Als Präsident des Europaparlaments spielt Schulz eine zentrale Rolle in den Verhandlungen zur Zukunft Europas. Wenn die EU-Regierungschefs so etwas wie die Bauherren für das neue Haus Europa sind, dann ist Schulz zumindest einer der Architekten. Mit seinem selbstbewussten Auftritt gegenüber den Länderchefs ("Notfalls muss es krachen") hat er sich Einfluss verschafft. Inzwischen sitzt das SPD-Präsidiumsmitglied beim Gipfel der Regierungschefs dabei. Sie wissen, dass Schulz als Vertreter der einzigen europäischen Institution mit einer demokratischen Legitimation künftig eine noch stärkere Rolle spielen wird. Schulz' Terminkalender ist prall gefüllt — und nicht nur Journalisten wollen mit ihm über Europa reden. Auch die Kanzlerin ruft ihn gelegentlich an.

Schulz, einer der engsten Vertrauten von SPD-Chef Gabriel, steht beispielhaft für den Typus Politiker, der in der Euro-Krise an Gewicht und politischem Renommée gewonnen hat. Politiker, die mit ihren Themen noch vor wenigen Jahren abseitsstanden und im Zuge der europäischen Schuldenkrise ganz nach vorne auf die Bühne gerückt sind. Europa-Parlamentarier wie der CDU-Politiker aus Ostwestfalen, Elmar Brok, der CSU-Abgeordnete Manfred Weber oder der Deutsch-Franzose Daniel Cohn-Bendit (Grüne) sind inzwischen beliebte Referenten auf Berliner Veranstaltungen, Kongressen und in den Sitzungen der Parteigremien.

Journalisten und Wissenschaftler beraten mit den Europaexperten der Parteien über Auswege aus der Krise und Visionen für das Europa der Zukunft. In den Medien ist der Begriff "Europa-Politiker" zur Chiffre für Krisenkompetenz und Expertentum mutiert. Wurden früher altgediente Politiker von den Parteimächtigen gerne zum Europaparlament abgeschoben, bemühen sich Bundestagsabgeordnete heute um einen möglichst engen Draht nach Straßburg und Brüssel.

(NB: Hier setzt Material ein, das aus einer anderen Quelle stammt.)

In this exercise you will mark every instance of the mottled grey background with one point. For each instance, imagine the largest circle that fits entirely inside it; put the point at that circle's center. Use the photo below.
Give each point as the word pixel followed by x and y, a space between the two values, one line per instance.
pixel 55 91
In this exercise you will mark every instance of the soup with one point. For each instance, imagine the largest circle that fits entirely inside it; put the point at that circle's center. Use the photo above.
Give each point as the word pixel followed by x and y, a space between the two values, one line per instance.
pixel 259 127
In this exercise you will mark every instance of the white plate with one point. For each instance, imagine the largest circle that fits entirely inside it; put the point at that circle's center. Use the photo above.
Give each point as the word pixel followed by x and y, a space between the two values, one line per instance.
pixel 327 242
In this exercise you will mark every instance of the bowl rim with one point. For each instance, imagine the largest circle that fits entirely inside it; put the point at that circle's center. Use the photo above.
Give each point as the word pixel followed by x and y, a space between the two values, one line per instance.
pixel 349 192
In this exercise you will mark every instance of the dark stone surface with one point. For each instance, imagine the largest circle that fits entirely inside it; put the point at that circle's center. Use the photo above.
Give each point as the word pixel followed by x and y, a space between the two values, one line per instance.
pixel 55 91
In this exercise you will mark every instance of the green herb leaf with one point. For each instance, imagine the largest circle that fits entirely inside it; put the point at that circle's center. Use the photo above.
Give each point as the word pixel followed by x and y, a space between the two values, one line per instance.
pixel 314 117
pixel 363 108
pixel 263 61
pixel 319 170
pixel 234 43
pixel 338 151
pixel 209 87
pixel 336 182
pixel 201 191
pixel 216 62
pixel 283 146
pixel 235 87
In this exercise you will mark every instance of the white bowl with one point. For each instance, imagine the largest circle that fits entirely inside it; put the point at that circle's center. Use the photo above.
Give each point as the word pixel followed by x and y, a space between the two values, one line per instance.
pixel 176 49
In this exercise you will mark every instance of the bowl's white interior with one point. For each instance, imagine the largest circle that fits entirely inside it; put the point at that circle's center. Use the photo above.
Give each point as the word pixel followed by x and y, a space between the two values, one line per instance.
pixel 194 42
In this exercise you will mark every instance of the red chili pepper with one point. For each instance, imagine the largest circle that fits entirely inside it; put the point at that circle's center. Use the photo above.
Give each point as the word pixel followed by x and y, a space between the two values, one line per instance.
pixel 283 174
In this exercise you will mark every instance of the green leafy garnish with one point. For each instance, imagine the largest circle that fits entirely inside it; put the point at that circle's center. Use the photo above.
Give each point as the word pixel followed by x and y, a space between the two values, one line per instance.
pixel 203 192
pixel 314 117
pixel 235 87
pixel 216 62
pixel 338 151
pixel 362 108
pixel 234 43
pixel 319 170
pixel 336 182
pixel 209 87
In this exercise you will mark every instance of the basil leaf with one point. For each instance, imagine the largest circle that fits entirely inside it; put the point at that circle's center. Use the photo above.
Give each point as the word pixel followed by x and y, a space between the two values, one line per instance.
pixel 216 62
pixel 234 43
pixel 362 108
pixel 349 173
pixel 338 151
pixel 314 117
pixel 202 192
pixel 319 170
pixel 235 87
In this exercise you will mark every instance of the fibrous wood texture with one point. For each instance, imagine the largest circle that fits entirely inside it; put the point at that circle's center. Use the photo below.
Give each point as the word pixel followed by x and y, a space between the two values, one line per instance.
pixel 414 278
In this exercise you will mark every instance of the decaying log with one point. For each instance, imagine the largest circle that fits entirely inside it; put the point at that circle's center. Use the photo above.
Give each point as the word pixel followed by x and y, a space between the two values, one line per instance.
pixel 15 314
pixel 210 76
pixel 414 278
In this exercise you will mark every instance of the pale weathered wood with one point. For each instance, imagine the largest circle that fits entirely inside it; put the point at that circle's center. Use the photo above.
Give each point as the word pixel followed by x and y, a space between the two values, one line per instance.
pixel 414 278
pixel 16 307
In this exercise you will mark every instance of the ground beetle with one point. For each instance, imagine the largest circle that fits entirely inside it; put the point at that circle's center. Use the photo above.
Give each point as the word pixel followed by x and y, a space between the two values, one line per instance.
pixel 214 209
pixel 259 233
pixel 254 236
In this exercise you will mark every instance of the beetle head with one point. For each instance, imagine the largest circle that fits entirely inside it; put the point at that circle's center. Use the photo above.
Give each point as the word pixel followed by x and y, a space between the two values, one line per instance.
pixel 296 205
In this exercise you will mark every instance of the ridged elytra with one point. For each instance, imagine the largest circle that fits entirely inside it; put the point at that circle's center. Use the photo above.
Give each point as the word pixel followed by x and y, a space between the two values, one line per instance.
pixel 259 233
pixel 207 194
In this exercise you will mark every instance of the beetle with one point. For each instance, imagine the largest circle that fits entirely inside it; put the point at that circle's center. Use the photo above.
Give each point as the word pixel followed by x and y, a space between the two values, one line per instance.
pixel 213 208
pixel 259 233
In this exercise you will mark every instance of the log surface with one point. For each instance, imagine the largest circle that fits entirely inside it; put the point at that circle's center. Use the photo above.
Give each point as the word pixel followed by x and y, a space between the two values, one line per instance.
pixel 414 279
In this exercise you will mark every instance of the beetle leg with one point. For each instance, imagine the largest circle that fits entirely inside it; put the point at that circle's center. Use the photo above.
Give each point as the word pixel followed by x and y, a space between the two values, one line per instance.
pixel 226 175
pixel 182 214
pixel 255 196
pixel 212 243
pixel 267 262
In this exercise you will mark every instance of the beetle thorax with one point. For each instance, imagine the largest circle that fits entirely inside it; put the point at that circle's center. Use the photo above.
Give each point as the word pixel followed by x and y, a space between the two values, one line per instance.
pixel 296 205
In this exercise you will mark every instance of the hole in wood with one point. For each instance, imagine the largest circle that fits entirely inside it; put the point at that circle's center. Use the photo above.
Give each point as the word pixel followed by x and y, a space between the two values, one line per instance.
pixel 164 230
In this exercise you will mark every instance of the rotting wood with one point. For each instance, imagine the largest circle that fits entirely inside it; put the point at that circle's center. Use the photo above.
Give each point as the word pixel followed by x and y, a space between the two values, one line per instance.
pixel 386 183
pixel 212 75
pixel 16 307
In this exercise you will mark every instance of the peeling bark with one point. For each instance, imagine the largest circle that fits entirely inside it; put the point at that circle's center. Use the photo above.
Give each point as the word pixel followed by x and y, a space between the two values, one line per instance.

Wer in seiner politischen Vita die Station Europa angeben kann, wie der Ex-Europa-Abgeordnete und heutige NRW-Wirtschaftsminister Garrelt Duin (SPD) oder der frühere EU-Kommissionsbeamte und jetzige Bundesumweltminister Peter Altmaier (CDU), punktet bei Kollegen mit "Brüsseler Erfahrungen".

Von der Euro-Krise profitieren aber auch die Finanzpolitiker der Parteien. Otto Fricke, Chef-Haushälter der FDP-Bundestagsfraktion, hat sich in den vergangenen Monaten intensiv mit Euro-Rettungsschirmen, Zinsentwicklungen und Währungsfragen, Target-Salden und Ausfallrisiken befasst. "Es vergeht kein Tag, selbst in der Sommerpause, an dem in meinem E-Mail-Eingang nicht Neues zum Thema ESM, Euro oder Fiskalpakt eingeht", berichtet Fricke.

Der Krefelder ist so etwas wie der inoffizielle Euro-Beauftragte der Bundestagsfraktion geworden. Kollegen fragen den Juristen vor einer Abstimmung schon mal um Rat oder laden ihn zu Vorträgen in ihre Wahlkreise ein. Neulich musste der Fraktionsgeschäftsführer im Präsidium der Bundespartei Details des Vertrages über den permanenten Rettungsschirm ESM erläutern. Um inhaltlich auf der Höhe zu bleiben, tauscht sich Fricke mit Ökonomen, Hedgefonds-Managern oder auch mal mit Bundesbank-Chef Jens Weidmann aus. In der Union haben Michael Meister, gelernter Mathematiker und finanzpolitisch versierter Fraktionsvize, und Steffen Kampeter, bestens vernetzter Finanz-Staatssekretär, die Rolle der Euro-Erklärer übernommen. Kampeter ist zum Hauptverteidiger der Europa-Politik von Finanzminister Wolfgang Schäuble aufgestiegen. Das Tageswerk des Ostwestfalen befasst sich fast nur mit dem Euro.

Durch die Krise und die permanente Präsenz der Europa- und Finanzpolitiker in den Medien steigt auch deren Akzeptanz und Gewicht in Partei und Fraktion. "Wer die Euro-Krise an vorderster Front übersteht, taugt zu Höherem. Das ist doch klar", sagt ein führendes Mitglied der Unions-Fraktion.

Das gilt auch für den Vorsitzenden des Europaausschusses im Bundestag, Gunther Krichbaum (CDU).

Noch vor einem Jahr kannte kaum ein Berliner Journalist oder Ministerialer den eher zurückhaltenden schwäbischen Wirtschaftsjuristen. Nun ist Krichbaum als Europaexperte gern gesehener Ansprechpartner bei ausländischen Politikern und Medien.

Der Schwabe wurde unlängst sogar in der "New York Times" zu der weiteren Entwicklung der Euro-Krise zitiert. In seiner Heimat ist die europapolitische Bedeutung des CDU-Politikers offenbar angekommen. Bei der Nominierung zum Bundestagskandidaten erhielt Gunther Krichbaum 86 Prozent der Delegiertenstimmen.